When an American missionary working as a CIA agent is murdered in Mussoorie, a hill station in the Himalayas near India's border with Tibet, American and Indian intelligence suspect China is behind the killing.
That suspicion is heightened by the murder of two Indian border guards in this otherwise sleepy retreat, where Col. Imtiaz Afridi, "a legend and an enigma" in India's Research and Analysis Wing, monitors affairs from the army's supersophisticated but ill-reputed Himalayan Research Institute. Though confined to a wheelchair following a climbing accident on Mount Rataban, the 68-year-old Afridi, a retired army officer, whizzes around in a private helicopter.
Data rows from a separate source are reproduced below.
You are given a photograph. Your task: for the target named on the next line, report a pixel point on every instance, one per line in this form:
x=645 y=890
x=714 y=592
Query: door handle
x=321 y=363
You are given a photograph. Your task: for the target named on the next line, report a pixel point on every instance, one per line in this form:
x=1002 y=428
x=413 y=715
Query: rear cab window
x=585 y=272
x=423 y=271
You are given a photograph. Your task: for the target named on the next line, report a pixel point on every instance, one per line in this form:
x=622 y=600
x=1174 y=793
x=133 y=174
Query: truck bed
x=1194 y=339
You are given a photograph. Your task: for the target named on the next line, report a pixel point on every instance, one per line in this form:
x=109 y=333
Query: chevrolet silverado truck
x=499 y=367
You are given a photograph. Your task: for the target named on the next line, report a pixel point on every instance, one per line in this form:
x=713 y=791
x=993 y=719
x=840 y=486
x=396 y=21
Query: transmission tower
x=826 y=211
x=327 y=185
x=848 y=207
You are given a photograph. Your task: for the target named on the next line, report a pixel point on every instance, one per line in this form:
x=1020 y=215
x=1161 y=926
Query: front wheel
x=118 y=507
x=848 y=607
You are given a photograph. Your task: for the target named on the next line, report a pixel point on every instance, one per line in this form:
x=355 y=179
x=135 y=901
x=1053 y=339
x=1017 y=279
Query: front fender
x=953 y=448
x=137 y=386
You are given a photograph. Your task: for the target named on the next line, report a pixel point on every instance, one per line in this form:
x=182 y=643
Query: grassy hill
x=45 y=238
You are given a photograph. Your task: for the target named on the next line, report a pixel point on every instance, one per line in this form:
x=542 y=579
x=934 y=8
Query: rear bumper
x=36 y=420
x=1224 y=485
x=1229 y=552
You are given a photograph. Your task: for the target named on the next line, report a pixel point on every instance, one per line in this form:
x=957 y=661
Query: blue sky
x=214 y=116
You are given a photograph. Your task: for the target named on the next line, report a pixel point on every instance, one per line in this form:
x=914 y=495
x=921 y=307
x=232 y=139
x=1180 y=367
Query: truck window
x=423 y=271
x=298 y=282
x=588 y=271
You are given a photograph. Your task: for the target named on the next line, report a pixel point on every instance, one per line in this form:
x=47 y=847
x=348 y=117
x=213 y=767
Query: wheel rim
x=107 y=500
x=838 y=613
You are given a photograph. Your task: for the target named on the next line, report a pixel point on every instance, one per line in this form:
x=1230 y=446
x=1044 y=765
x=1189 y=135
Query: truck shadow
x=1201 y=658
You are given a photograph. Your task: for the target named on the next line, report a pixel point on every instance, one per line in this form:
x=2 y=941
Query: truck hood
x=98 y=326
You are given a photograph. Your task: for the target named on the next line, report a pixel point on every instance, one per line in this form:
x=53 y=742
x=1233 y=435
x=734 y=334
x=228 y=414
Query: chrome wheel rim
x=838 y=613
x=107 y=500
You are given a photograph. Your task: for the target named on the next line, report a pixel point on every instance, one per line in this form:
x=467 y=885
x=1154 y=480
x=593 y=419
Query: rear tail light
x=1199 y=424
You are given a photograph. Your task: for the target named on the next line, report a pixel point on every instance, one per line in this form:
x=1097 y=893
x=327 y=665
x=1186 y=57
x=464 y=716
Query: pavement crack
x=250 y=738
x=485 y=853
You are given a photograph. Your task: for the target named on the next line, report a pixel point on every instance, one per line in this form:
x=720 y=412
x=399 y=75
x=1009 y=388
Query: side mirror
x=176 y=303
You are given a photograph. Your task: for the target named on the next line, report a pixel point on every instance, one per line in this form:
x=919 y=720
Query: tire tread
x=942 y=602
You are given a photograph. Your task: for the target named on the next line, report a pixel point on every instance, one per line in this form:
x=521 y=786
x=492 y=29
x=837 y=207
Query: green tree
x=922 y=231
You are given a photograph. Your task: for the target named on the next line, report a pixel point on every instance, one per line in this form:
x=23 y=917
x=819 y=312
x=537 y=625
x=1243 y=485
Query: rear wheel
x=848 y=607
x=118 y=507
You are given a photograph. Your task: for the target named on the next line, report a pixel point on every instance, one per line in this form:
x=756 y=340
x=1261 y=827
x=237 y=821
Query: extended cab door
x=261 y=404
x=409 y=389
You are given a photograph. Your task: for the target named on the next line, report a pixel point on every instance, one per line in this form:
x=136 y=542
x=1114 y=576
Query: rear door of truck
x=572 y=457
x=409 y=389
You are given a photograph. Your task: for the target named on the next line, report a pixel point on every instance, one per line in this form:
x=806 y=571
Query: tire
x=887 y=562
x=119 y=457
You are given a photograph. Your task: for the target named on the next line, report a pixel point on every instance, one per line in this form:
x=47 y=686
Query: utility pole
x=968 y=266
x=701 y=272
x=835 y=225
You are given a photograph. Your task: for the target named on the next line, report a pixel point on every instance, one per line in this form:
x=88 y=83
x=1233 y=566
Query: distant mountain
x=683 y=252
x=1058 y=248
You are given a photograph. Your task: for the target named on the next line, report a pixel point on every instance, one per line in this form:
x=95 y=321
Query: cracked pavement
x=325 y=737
The novel boasts an expansive cast of characters including Anna Tagore, a brilliant and impetuous linguistic specialist who is working with Afridi; Noya, an Israeli mystic and language student whose lover, Renzin, is Afridi's son; and Karan, an Indian undercover agent who has spent relatively little time in his native country. We learn that the killings are part of a conspiracy tied to Afridi's past. Terrorists may be involved; the Dalai Lama may not be safe. Alter, a missionary's son who was born and raised in India and lives in Mussoorie, employs the colorful setting like a character, reveling in its heights and shadows as well as its dark history and legend. He writes in a contained, understated style, without much in the way of complexity, but he's a confident plotter who knows how to keep things zipping along and dial up tension.
Best known for his nonfiction (Becoming a Mountain, 2015, etc.), Alter delivers an engaging international thriller.